Beatrix Potter was the first fully to exploit the merchandise possibilities of fiction. Peter Rabbit became a popular culture phenomenon twenty-five years before Walt Disney conceived his screen icon, Mickey Mouse. Today, The Tale of Peter Rabbit remains one of the best-selling children's classics of all time and The World of Beatrix Potter™, initiated by Beatrix herself in 1903, is one of the world's largest international literature-based licensing programmes.

Peter Rabbit was the preferred choice for merchandise from the outset. By December 1903, Warne had published its sixth edition of The Tale of Peter Rabbit in just over a year. Encouraged by the book's success, Beatrix began making a Peter Rabbit doll for the niece of her publisher, Norman Warne:

'I am cutting out calico patterns of Peter, I have not got it right yet, but the expression is going to be lovely; especially the whiskers - (pulled out of a brush!)' (Letter to Norman Warne, 10 December 1903)

In 1902, Beatrix had omitted to secure the copyright of The Tale of Peter Rabbit in the United States. The ensuing loss of royalties had taught her a valuable lesson: she photographed her finished Peter Rabbit doll and registered it immediately at the Patent Office. The following year Beatrix presented Norman with a design for a Peter Rabbit game:

'I have written the rules at some length, (to prevent arguments!) but it is very simple, & the chances are strongly in favour of Peter.' (Letter to Norman Warne, 7 December 1904)

As the series of Peter Rabbit books extended so too did the character-base for merchandise, referred to by Beatrix Potter as her 'little side shows'. Benjamin Bunny, Jemima Puddle-duck and Tom Kitten soon appeared beside Peter Rabbit in painting books and on calendars, handkerchiefs, jigsaw puzzles, slippers, stationery, tea-sets and wallpaper.
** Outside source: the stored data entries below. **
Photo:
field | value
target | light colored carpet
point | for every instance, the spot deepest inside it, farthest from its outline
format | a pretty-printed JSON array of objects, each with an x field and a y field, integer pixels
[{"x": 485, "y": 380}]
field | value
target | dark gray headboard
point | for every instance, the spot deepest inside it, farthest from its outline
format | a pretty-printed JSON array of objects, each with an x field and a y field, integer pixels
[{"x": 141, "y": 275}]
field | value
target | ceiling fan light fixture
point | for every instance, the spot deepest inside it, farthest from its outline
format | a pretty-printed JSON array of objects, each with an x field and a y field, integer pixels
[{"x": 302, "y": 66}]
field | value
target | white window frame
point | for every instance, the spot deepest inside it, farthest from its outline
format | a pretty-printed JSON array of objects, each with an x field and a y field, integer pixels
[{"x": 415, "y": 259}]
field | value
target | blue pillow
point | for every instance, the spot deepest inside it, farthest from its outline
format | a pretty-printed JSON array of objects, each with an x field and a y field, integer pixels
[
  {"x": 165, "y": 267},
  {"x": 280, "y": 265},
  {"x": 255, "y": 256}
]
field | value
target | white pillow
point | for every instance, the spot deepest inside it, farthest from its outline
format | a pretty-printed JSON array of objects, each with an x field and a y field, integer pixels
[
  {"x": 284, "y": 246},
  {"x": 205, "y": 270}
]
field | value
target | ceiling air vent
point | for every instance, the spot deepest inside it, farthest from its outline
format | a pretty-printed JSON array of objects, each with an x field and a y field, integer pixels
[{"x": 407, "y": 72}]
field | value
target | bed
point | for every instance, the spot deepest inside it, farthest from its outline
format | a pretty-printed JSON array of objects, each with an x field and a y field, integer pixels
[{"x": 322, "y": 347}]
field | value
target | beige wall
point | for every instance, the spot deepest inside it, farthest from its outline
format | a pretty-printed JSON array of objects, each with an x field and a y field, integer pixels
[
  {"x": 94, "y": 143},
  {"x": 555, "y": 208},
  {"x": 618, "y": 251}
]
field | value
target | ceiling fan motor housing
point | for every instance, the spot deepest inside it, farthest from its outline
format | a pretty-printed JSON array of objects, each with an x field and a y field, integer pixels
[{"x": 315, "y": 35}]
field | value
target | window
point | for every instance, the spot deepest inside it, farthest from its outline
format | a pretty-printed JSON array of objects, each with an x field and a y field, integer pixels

Beatrix pursued her merchandise interests long after failing eyesight forced her to relinquish illustrating children's books. Never short of ideas, Beatrix monitored every stage of product design, her principal concern always to remain faithful to her original book illustrations. Even today, whether Peter Rabbit promotes Barbie dolls, Konica cameras or Japanese mayonnaise, the 450 licensees worldwide continue to uphold Beatrix's original intentions.